Business owners in Livingston say that business has been good with all the tourists still in town. But their worry is once those tourists go home, the business community in town must adapt again.
“It's going to test our resiliency. It's going to be somewhat similar to the shutdown- in that it's going to knock off a lot off the tourist business,” says executive director of the Danforth Museum of Art, Storrs Bishop
A sense of normalcy remains for Livingston business owners because they’re still seeing people walk through their doors.
“You know, they were already here so they are spending time walking to the local shops and art galleries,” says owner of The Frame Garden, Laura Bray.
But uncertainty for what is to come looms ahead.
“Right now it's been good, but I fear for what we will see,” says Bray.
They hope to weather the new storm.
“I know that Livingston has been good about being able to weather the peaks and the valleys of economic fortunes,” says Bishop.
They are hoping to rely on the locals from across the state to come this summer.

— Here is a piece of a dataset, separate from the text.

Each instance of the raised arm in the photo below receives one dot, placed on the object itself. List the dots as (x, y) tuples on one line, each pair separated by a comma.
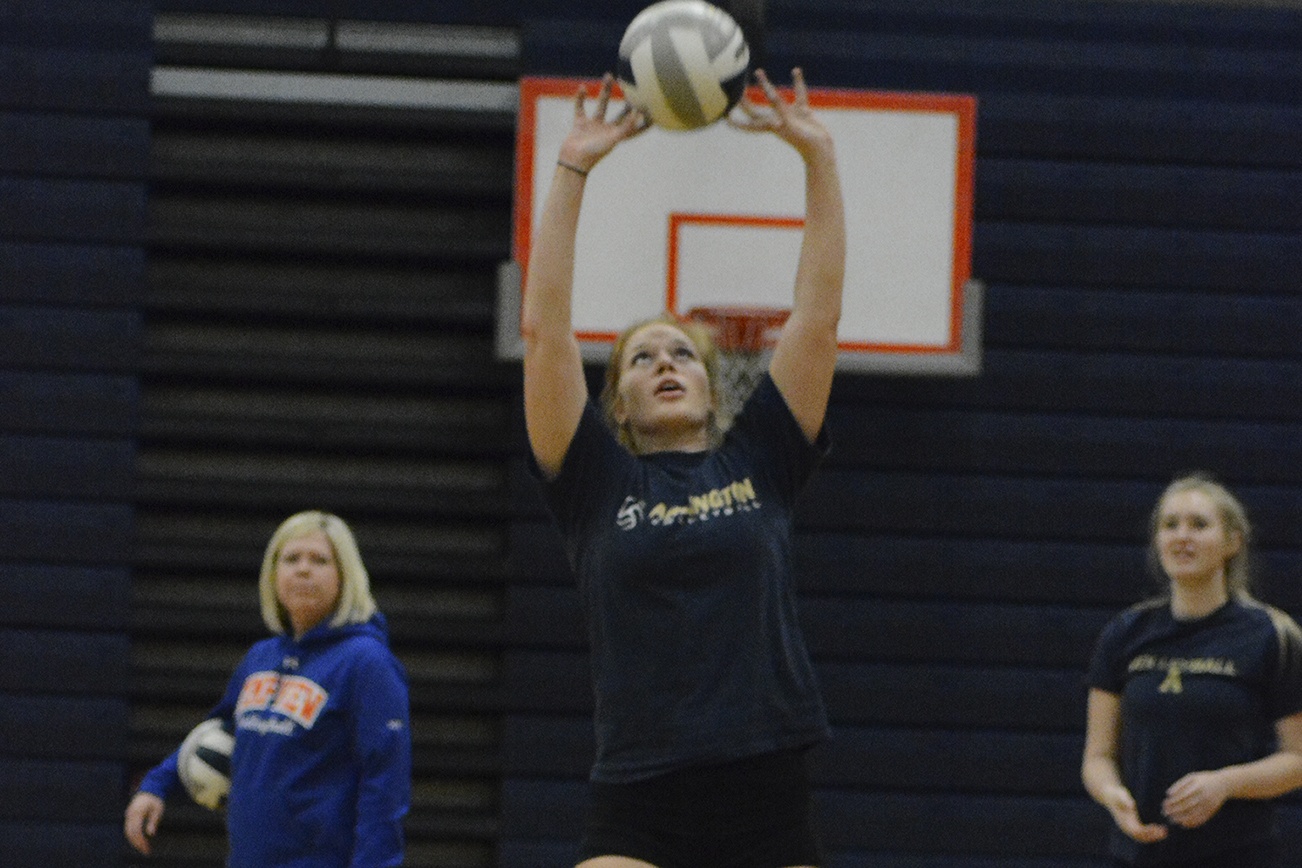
[(805, 357), (1195, 798), (555, 389)]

“It’s probably prodding a few others to think ‘oh, it's not going to be as busy, let's go to Livingston,’ which in the summer can be kind of flooded with tourists but this year might be their year,” says Bray.
They say neighbors taking care of neighbors will keep it going.
“The local population really does support the arts community because we are the arts community,” says Bishop.
The business owners say they hope that locals will still come out for events in town such as the Downtown Art Walk which is set to host their first one on Friday, June 24 and take place on the last Friday of each month through September.